Draught Diversions is the catchall label for mini-rants, think-pieces, and other non-review posts here at the Tap Takeover. We hope you don’t grow too weary of the alcohol alliterative names we use…
In addition to the beers I highlighted and enjoyed in my regular Tuesday reviews, I drank and enjoyed quite a few other beers. Some of the beers I’ll be featuring in the Tuesday reviews were enjoyed weeks and months ago, but here I’ll touch on a few of the best beers I had over the past month. In most, if not all cases, these are beers I had for the first time. Yes, I know one day still remains in June as of this writing.
I started off the month really well with Dogfish Head’s Namaste White, which is the Delaware craft beer stalwart’s take on the classic Belgian Witbier. I haven’t had too many beers from Dogfish in the recent past, although I’ve always enjoyed their offerings, including Raison d’Etre to their Beer for Breakfast to the Festina Peche. This might be my favorite, at least as I compare it to those beers in my memory. I may have to pick up a six pack of this in the near future.
This was a delicious beer that has all the characterstics a Belgian wheat should, a nice hit of citrus and coriander that says warm weather beer. Incredibly refreshing.
Another beer I had for the first time was from another Northeastern beer stalwart, Golden Monkey from the great Victory Brewing Company of Pennsylvania, one of my favorite breweries in the country. I will be writing about them more extensively in the future as I’ve visited them a few times. Out of the two dozen beers I’ve had from Victory, only one really disappointed. But back to Golden Monkey. This is Victory’s take on a the classic Belgian Tripel and it is a very good one, a nice banana, spicy, clovey profile that masks the 9.5% ABV.

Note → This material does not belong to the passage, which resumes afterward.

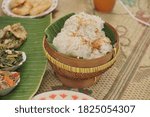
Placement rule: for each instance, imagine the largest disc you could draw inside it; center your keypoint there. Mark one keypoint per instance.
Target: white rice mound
(82, 37)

I enjoyed Ommegang’s latest Game of Thrones inspired beer “Bend the Knee,” a Golden Ale with honey that was very, very tasty. The 9% ABV was barely noticeable and the honey infusion countered the bitterness/tinge that some golden ales can exhibit. I’ve had all of the Game of Thrones releases from Brewery Ommegang and this offering is on the top half of what they’ve produced so far. To be perfectly fair, all of the Game of Thrones beers have been good, I’ll likely do a post about all of them.
I picked up Sierra Nevada’s Beer Camp Across the World Variety pack. The last few years, Sierra Nevada has paired up with other brewers to make unique, one-time only beers under the Beer Camp banner. For this year’s installment, half of the beers were made with international brewers and I’ve so far sampled two, the Raspberry Sundae (collaboration with the Bruery) and the Dunkle Weisse (my untappd check in), a collaboration with the great German Brewery Ayinger. I would love for this to become a regular release in bottles as it is one of the best Dunkelweizens I’ve ever had. I may do a post on the whole 12-pack once I make my way through all of them.
One of the highlights of the month, the most recent “new to me beer,” and soon to be reviewed on the blog, was one of Flying Fish’s Exit Series brews: Exit 3: Blueberry Braggot. What a unique brew, more of a mead than a beer, but I’ll go into more detail in the full review.
I’m not sure what I’ll be drinking later today for my “New Brew Thursday,” but maybe I’ll talk about it in my potential July round-up or even dedicate a review to it.
I may be skipping the standard Thursday post next week with the July 4th holiday on Tuesday and post my beer review either Wednesday or Thursday. Frankly, who is going to be reading about beer on Independence Day? People will be drinking the beer – responsibly, I hope.